EU bürgernäher machen
Zukünftig solle der Nutzen der Europäischen Union für die BürgerInnen stärker hervorgehoben werden. Die rotierende Ratspräsidentschaft sei eine Möglichkeit, Bewusstsein innerhalb des jeweiligen Landes zu schaffen, so Füricht-Fiegl. Das Problem: Trotz einiger Initiativen seitens der EU-Kommission (Bürgerdialoge) fehlen nach Kothmayr derzeit ideale oder passendere Kommunikationsstrategien und -formate, um stärker auf BürgerInnen zuzugehen und diese besser einzubeziehen.

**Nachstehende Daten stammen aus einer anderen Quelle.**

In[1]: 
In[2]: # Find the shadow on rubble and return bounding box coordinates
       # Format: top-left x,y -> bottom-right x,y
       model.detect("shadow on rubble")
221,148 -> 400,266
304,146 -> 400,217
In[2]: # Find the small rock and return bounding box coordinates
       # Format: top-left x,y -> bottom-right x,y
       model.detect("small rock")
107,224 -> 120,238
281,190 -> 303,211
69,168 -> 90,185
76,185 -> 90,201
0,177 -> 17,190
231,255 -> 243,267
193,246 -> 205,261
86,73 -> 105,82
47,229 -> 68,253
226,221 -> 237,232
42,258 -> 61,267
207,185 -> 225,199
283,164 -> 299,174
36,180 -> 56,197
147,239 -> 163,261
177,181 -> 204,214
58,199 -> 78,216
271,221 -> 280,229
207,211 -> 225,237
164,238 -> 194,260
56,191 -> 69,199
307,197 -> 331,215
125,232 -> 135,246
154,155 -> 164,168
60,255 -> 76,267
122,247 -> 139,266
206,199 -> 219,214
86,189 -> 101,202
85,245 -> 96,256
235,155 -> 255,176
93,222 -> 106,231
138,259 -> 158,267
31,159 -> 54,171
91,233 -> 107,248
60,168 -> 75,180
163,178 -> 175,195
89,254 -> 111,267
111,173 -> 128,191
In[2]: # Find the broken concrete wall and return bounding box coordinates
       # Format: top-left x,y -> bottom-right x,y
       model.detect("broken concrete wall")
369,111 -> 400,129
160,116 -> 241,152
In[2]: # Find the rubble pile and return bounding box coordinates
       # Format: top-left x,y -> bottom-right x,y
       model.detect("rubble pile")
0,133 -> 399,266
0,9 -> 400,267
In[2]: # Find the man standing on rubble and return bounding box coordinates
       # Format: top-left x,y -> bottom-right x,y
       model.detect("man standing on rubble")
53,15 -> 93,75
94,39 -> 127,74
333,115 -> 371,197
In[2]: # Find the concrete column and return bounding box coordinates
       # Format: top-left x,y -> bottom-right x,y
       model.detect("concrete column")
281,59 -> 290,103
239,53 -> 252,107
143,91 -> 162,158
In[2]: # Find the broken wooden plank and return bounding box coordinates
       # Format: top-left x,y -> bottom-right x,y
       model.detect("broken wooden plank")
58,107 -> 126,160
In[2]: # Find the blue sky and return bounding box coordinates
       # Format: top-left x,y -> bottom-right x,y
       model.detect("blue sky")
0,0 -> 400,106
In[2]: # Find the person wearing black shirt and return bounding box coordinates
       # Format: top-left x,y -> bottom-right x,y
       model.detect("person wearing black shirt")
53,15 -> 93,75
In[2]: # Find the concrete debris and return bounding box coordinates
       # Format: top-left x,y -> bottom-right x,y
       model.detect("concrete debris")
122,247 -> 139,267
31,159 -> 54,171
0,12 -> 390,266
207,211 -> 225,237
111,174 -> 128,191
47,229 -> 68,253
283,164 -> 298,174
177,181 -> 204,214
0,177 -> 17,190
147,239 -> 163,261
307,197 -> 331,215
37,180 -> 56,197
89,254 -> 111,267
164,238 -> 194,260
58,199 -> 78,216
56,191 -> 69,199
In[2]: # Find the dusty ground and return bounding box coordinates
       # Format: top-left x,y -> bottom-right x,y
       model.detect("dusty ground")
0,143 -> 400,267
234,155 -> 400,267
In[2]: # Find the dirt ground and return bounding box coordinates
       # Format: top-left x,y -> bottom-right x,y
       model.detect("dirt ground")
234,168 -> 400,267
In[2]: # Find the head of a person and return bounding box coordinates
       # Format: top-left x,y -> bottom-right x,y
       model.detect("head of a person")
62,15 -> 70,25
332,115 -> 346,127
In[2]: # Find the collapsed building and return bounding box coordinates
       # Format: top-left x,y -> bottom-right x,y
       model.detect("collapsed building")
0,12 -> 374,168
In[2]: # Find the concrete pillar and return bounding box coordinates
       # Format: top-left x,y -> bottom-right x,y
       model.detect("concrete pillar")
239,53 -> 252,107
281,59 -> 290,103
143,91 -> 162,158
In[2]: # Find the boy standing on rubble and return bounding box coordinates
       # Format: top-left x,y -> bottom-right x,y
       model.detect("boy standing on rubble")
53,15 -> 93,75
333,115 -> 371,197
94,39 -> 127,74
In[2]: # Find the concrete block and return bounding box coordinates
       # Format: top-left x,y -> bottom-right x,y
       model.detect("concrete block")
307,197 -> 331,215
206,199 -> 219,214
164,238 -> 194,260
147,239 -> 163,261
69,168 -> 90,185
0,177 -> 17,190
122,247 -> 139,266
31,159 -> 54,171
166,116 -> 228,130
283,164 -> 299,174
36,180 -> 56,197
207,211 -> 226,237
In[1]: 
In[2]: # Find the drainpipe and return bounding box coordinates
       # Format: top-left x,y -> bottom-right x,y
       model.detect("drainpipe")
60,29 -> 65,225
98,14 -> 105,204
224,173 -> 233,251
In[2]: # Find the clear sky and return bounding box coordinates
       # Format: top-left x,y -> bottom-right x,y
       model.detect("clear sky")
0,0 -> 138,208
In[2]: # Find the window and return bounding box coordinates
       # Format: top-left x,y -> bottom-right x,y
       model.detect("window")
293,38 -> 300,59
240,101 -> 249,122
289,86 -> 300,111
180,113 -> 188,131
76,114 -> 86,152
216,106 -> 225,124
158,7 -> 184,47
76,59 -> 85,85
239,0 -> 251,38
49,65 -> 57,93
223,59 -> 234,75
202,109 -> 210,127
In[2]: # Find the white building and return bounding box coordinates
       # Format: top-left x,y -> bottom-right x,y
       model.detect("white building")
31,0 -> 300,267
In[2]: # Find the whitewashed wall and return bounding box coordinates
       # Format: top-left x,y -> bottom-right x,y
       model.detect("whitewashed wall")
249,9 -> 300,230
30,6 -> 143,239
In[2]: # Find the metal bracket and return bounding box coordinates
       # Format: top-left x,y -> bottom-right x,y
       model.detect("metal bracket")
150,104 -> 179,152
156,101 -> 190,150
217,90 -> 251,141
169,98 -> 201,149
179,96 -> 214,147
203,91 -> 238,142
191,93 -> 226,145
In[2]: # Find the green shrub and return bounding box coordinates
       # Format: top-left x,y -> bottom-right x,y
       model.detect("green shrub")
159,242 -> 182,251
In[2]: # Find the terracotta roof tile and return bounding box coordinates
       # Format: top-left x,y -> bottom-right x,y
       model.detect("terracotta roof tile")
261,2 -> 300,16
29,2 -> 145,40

Gleichzeitig sei es für Medien schwer darstellbar, alle Prozesse, Themen und Entwicklungen innerhalb der EU darzustellen; was übrig bleibt, sei, laut Karabaczek, oft der Showeffekt. Medien sollen die Show zukünftig durch Ernsthaftigkeit ersetzen. Karas plädiert dafür, Verantwortung zu übernehmen statt Schuld zuzuweisen, da wir Teil der Europäischen Union sind. Zusätzlich sollten zukünftig vielmehr die positiven Aspekte, die die Europäische Union für BürgerInnen nach sich zieht, aufgezeigt werden. Angefangen werden müsste bereits im Rahmen der politischen Bildung in Schulen, wie beispielsweise anhand einer „Europareise“ als Pendant zur „Landschulwoche“. Aufgrund des fehlenden politischen Willens, die EU stärker in den (nationalen) Vordergrund zu rücken, wie durch einen EU-weiten Feiertag am 9. Mai, würde die Kommunikation der Themen und Leistungen der Europäischen Union erschwert werden. Einig waren sich alle DiskutantInnen, dass die Ratspräsidentschaft nicht wie ein Muttertag, ein jährlich wiederkehrendes „Pflichtereignis“, behandelt werden dürfte, sondern dauerhaft und in Dialog mit den BürgerInnen kommuniziert werden sollte.